マイケル・バー=ゾウハー:エニグマ奇襲指令

エニグマ奇襲指令 (ハヤカワ文庫 NV 234)

エニグマ奇襲指令 (ハヤカワ文庫 NV 234)

第二次世界大戦終結前夜、ドイツ軍の誇る暗号制作機「エニグマ」を奪取されることを依頼された「男爵」ヴェルヴォアールは、単身ドイツ軍占領下にあるフランスに潜入し、あの手この手を弄して作戦を練り上げる。しかし、なぜかいつも情報はだだ漏れに漏れ、そんなはずでなかった窮地に立たされることになるはなし。


一読した感想としては、なかなか複雑なはなしだなあという感じでした。著者の、ブルガリア生まれのユダヤ人でナチスの弾圧をうけてイスラエルに移住、その後パリ大学で博士号を取得してから中東戦争に従軍、ハイファ大学の教鞭をとりつつ国会議員まで成ったという来歴からすれば、ばりばりの反ナチス、反枢軸国的な態度は容易に予想できるのですが、物語としての構成は、それほど単純ではないところが素晴らしい。


全体の雰囲気として、本書は「ルパン三世」の世界と言えます。もしくは、「ルパン三世」が本書を下書きにしたのではないか、そんな気分さえ思わせる構成を持ちます。主人公は、数奇な生まれつきの人間で、英語とフランス語を自由にしゃべり、「男爵」と呼ばれるまでの凄腕の泥棒でありつつも、麻薬と銃にには決して手を出さない。もちろん、人を殺すなんてとんでもないわけです。まあ、ルパン三世的な主人公であります。


彼がナチスから金を半トン盗んで逃亡したため、色々と足が出てイギリス軍に捕獲され、厳重な警戒下にある収容所に閉じ込められた、そこにイギリス軍の情報部局のお偉方が訪れる場面から、物語は始まります。お偉方は、ドイツ軍の暗号製造器、「エニグマ」を盗み出し、しかも盗まれたとわからないよう現場を破壊することを男爵に依頼します。これは、「エニグマ」が盗まれたとわかればドイツ軍の暗号制作が変更されることを恐れたためで、サイモン・シンの「暗号解読」を読んでおいたためか、なるほどとおもわされる物語の設定であります。

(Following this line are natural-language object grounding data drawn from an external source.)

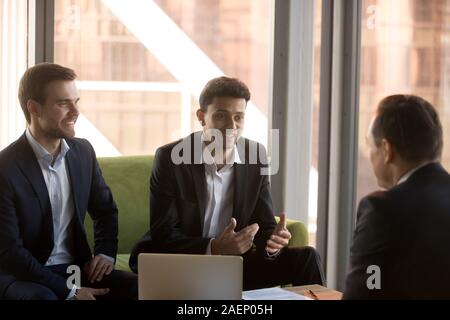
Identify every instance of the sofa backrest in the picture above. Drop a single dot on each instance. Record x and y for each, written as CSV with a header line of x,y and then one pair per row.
x,y
128,177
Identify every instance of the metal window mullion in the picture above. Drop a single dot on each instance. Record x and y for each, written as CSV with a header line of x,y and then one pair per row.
x,y
41,20
338,135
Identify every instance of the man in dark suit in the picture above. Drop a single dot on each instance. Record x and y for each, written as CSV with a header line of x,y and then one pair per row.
x,y
48,180
210,195
400,243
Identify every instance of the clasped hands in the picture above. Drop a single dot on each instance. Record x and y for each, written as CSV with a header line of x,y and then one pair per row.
x,y
95,270
237,243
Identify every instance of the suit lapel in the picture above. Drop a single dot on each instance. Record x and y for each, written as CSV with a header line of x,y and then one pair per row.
x,y
29,166
198,174
74,167
240,185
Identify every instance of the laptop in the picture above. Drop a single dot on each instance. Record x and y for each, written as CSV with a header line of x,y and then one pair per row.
x,y
189,277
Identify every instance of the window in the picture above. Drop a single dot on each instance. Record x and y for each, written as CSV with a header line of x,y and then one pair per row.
x,y
13,62
411,57
141,67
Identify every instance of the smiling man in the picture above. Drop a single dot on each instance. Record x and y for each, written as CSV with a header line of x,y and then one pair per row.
x,y
217,201
48,180
399,248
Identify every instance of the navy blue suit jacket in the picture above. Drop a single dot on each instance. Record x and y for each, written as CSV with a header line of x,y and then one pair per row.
x,y
26,227
405,231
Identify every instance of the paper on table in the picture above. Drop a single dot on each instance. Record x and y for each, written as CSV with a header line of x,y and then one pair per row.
x,y
272,294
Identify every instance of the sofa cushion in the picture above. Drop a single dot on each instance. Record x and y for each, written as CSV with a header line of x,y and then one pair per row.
x,y
128,177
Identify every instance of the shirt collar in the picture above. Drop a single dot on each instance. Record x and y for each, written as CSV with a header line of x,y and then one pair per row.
x,y
208,159
42,153
407,175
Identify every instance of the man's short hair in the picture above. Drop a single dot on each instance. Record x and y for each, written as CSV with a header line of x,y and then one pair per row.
x,y
223,87
412,125
35,79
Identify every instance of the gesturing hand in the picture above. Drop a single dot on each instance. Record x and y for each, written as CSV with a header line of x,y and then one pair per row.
x,y
280,236
97,268
234,243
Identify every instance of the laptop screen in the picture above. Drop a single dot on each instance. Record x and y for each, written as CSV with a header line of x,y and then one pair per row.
x,y
189,277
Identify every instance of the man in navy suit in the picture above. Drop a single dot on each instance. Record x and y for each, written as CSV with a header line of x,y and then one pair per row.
x,y
218,200
400,244
48,180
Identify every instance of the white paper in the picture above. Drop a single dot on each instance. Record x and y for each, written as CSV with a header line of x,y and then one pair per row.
x,y
272,294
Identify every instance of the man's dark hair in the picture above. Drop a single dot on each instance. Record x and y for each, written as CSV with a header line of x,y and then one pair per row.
x,y
223,87
412,125
35,79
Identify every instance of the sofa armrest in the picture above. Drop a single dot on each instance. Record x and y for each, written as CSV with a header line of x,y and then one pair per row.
x,y
299,232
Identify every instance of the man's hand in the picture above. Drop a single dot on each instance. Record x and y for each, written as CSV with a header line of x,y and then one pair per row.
x,y
97,268
234,243
280,236
90,293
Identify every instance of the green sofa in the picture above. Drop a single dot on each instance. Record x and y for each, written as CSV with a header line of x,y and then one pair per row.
x,y
128,178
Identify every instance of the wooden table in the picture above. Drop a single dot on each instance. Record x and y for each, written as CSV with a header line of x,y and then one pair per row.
x,y
321,292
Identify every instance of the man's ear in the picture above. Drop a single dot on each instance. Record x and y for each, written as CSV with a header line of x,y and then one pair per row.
x,y
201,117
388,151
34,108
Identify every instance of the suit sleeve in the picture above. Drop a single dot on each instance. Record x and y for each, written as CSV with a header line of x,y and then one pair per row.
x,y
370,247
263,213
166,233
103,211
14,258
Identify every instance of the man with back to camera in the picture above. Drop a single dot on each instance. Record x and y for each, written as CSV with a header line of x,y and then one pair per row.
x,y
399,248
218,202
48,180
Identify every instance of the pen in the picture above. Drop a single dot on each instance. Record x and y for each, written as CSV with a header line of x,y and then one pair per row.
x,y
313,295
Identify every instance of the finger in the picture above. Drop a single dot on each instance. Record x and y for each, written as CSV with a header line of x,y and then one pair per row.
x,y
109,270
99,292
102,272
271,250
247,234
283,234
251,229
282,221
98,270
231,226
274,245
279,240
92,265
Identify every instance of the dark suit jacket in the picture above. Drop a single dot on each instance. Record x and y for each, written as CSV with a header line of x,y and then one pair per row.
x,y
178,200
26,228
406,232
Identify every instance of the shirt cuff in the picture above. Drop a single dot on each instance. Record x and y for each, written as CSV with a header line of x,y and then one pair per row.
x,y
111,259
71,295
208,248
273,255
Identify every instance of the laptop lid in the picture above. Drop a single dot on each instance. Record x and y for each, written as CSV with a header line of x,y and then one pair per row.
x,y
189,277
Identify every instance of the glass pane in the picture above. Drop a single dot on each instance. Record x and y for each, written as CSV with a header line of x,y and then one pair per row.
x,y
405,49
13,62
313,175
141,67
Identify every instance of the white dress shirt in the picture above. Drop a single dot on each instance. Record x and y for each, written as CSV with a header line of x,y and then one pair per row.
x,y
60,195
219,194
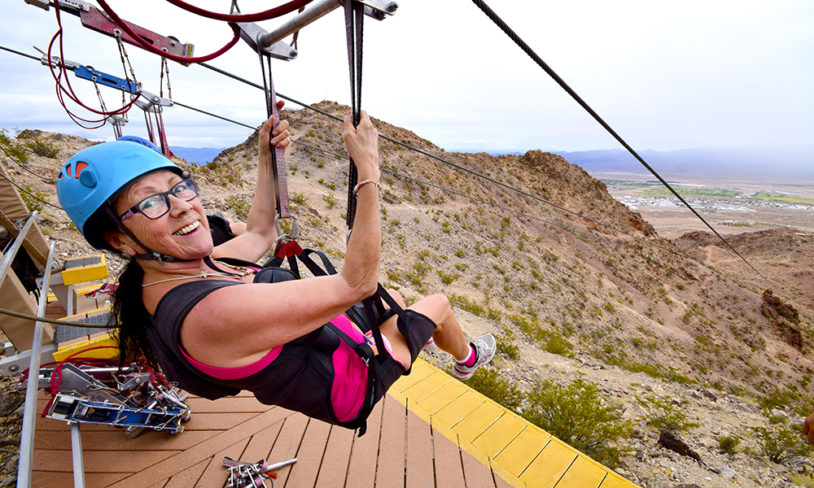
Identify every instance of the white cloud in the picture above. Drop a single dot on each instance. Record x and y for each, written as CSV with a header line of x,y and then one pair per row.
x,y
665,76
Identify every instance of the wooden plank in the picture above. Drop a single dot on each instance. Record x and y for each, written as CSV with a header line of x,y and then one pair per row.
x,y
309,455
458,409
55,479
523,449
419,371
98,461
390,469
442,397
365,451
478,421
335,463
500,434
448,467
188,477
217,421
115,440
583,473
419,467
260,445
502,483
171,464
476,474
426,386
287,444
550,465
227,404
215,474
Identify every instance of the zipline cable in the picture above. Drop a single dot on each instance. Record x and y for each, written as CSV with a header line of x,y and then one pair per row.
x,y
408,146
537,59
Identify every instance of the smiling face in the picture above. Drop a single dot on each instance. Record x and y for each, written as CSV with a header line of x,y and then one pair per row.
x,y
183,232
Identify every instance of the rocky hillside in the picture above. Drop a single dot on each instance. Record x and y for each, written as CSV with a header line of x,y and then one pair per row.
x,y
573,283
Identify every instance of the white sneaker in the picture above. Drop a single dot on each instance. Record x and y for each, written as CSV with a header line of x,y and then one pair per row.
x,y
485,347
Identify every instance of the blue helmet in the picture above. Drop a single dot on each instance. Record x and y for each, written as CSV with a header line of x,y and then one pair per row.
x,y
93,176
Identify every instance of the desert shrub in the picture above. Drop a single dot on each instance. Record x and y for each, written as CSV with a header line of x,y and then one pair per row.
x,y
778,442
12,149
42,148
506,345
502,390
329,199
576,414
448,278
33,199
663,414
728,443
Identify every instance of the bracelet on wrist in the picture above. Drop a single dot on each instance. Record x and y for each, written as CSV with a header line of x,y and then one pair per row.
x,y
363,183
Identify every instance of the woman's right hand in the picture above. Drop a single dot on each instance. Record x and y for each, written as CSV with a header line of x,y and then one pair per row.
x,y
362,144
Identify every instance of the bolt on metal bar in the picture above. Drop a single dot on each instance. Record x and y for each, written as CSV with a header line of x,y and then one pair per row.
x,y
5,264
374,8
317,10
29,417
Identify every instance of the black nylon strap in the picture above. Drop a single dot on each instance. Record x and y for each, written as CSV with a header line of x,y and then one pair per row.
x,y
354,28
277,155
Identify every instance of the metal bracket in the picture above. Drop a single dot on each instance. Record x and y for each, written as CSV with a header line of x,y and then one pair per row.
x,y
95,19
379,9
150,102
72,6
252,34
14,365
92,74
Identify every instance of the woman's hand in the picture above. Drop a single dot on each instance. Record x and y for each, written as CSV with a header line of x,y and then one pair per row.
x,y
280,138
362,144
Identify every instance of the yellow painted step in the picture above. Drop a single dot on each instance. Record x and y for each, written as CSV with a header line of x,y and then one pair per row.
x,y
518,451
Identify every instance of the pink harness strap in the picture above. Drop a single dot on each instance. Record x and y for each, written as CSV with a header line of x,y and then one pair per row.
x,y
350,373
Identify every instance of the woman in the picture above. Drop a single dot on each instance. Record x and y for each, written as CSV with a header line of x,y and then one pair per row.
x,y
216,328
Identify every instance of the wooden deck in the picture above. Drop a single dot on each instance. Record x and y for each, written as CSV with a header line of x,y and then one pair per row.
x,y
399,450
430,430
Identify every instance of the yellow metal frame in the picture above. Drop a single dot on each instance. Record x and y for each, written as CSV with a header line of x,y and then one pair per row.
x,y
101,338
81,274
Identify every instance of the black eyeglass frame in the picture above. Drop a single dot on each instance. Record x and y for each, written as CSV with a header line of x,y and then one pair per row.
x,y
189,182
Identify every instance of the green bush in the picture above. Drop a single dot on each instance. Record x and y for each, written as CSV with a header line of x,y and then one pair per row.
x,y
728,443
506,345
502,390
778,442
42,148
33,199
12,149
663,414
575,414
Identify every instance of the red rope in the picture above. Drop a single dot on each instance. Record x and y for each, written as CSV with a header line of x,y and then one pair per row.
x,y
149,47
65,90
255,17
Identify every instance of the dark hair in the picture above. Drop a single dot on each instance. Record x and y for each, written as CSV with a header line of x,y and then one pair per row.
x,y
133,319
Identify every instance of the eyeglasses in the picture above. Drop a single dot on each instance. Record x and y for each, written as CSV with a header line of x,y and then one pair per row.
x,y
157,205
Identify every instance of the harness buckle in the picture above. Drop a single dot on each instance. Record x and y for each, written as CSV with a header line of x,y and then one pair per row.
x,y
283,237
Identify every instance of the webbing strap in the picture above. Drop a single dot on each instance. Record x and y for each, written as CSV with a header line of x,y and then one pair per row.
x,y
354,28
277,155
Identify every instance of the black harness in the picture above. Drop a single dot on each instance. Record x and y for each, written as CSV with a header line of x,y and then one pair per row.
x,y
300,378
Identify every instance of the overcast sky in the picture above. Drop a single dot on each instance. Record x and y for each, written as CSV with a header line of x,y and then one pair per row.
x,y
720,73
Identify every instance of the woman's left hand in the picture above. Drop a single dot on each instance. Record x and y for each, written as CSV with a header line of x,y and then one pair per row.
x,y
280,138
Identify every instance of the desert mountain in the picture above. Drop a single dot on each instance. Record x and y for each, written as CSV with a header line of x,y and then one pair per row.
x,y
573,283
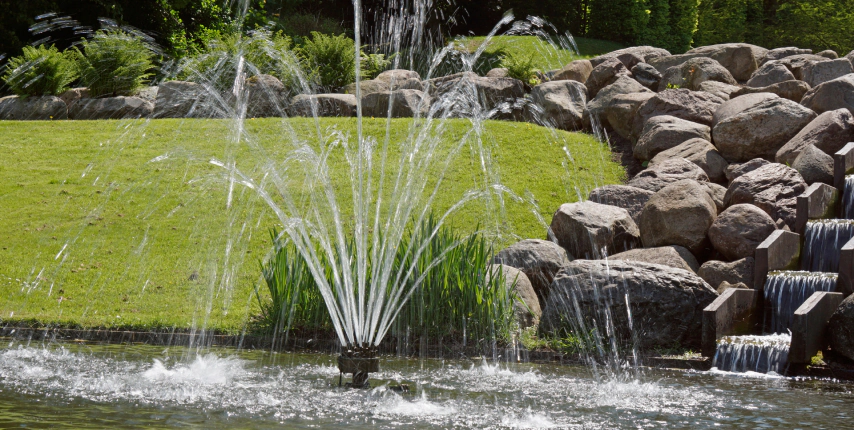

そのようなイギリス軍の応援を一心に受け単身フランスに潜入する男爵は、しかしながら著しい妨害工作に直面することになります。なにかがおかしい。そのため、信念を曲げてまで作を弄する男爵と、彼に巻き込まれる人々の哀しい有様が、本書のもっとも重要な旋律を奏で挙げている、そんないたたまれない雰囲気で、物語は展開してゆきます。


著者の、ゲシュタポに対する心からの憎悪は、本書を通じて厳しく読者の心に投げかけられるところがあることは否定できません。しかし面白いのは、ドイツ軍の兵士、すなわち「ドイツ人」とされるひとびとの描写において、著者はけっして単純な排他的描写を採用しないところにあります。戦争の悲惨さ、それは、どの立場に置いても成立しうると言う命題を、このようなフィクションを用いて描き出す著者の筆力には、ただただ、感嘆せざるを得ないところがあると思わされました。それは、本書の最終的なエピソードに如実に表れるのですが、その何とも言えぬ悲しさを、単純な勧善懲悪的な世界に着地させないところに、著者の経験の深い悲しみと、人間性に関する洞察が、現れているように思われてしかたありません。


最近いろいろな出版社で復刻版が出版されているなかで、J. G. バラードのようなあまり評価されていなかった作家の再評価も嬉しいのですが、このような中東戦争さなかに描かれた小説が、この時代に復刻されるということ、その編集者の見識には、頭が下がる思いがしてなりません。新刊をどんどん出すのも良いのですが、このような作品を読める幸せを、感じさせられた一冊でありました。この勢いで、石川淳や(現役の作家ですが)久間十義の初期作品なども復刊されないかなあ。